I crocheted an adult-sized pair of socks for the first time.


I finished the knitting on a WIP that I started last October, the marathon Saoirse Shawl. I still need to sew the pieces together, weave in the ends, and send it for a dip in some warm water, but for Ravelympics purposes the project is done, done, done, finally at last it is done! Finished photos to come, of course.

I overdyed two types of Brown Sheep yarn, a skein of Lamb's Pride Bulky and a skein of Nature Spun. Unfortunately, in photographs it's practically impossible to tell that the yarns are now both deeper blue all over and have new purple splotches. It isn't what I was going for, but I like it. I might dye it again though and go for more purple so it doesn't look quite as much like an accident.

Bulky Before and After


Nature Spun Before and After

I also dyed a 50g skein of sock yarn that I just love. I used yellow and orange food coloring. Spike has stolen this skein to put on my sweater drying rack twice - I guess he likes it too. This skein's fate is with a skein of black in colorwork, but I'm not sure what just yet - maybe Endpaper Mitts.

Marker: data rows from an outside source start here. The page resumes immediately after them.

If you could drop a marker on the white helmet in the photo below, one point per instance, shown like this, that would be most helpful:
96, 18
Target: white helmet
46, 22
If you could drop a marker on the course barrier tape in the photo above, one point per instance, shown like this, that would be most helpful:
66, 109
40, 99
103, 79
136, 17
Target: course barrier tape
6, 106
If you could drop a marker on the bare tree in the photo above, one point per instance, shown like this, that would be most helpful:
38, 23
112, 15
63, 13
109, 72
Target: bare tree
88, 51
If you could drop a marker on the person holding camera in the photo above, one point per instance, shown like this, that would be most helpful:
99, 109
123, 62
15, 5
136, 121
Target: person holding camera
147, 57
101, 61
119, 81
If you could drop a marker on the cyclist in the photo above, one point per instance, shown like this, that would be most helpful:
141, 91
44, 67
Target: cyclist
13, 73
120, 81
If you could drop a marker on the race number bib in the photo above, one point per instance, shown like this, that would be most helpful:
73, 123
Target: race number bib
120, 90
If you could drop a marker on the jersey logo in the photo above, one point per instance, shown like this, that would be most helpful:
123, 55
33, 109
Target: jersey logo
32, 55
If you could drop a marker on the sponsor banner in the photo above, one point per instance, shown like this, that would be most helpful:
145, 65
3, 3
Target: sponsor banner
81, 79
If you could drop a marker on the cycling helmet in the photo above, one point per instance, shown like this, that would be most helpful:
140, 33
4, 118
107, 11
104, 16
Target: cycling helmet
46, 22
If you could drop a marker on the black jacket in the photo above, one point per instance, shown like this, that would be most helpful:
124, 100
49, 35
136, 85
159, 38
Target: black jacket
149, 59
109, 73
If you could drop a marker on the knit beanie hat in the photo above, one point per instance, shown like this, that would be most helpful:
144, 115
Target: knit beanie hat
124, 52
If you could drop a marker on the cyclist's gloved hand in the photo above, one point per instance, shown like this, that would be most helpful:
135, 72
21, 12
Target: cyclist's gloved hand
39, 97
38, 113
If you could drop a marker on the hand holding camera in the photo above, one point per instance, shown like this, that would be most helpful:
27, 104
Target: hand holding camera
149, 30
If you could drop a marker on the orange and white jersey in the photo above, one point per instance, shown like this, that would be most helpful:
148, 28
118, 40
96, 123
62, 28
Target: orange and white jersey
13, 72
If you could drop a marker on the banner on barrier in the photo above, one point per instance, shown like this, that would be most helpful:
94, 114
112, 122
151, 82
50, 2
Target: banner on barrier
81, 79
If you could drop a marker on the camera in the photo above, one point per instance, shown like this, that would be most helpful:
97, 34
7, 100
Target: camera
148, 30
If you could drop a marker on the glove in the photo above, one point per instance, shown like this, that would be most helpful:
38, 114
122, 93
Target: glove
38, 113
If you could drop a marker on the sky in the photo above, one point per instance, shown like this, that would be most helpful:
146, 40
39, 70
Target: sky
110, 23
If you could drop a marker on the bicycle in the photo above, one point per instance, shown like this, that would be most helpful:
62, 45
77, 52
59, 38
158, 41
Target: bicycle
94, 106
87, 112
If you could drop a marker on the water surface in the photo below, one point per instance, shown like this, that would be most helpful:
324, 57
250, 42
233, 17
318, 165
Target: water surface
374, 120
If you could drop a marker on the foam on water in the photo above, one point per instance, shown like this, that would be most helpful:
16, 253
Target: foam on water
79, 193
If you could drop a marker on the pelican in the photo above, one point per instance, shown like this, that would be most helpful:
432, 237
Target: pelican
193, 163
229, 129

And for one of the designer events, I wrote down the pattern for some crochet mitts I made in January. I want to have it tested before releasing it into the wild, but the part where I get the initial thoughts onto a page is done. Pictures and making sure other people understand it, well, I have no idea how much of a challenge that will be...

So what's next? I'll be making a child-sized Saoirse Shawl, a pair of lime green mittens, a beaded necklace or two, finishing my Laminaria, and some sewing! Yes, sewing! March is going to be great!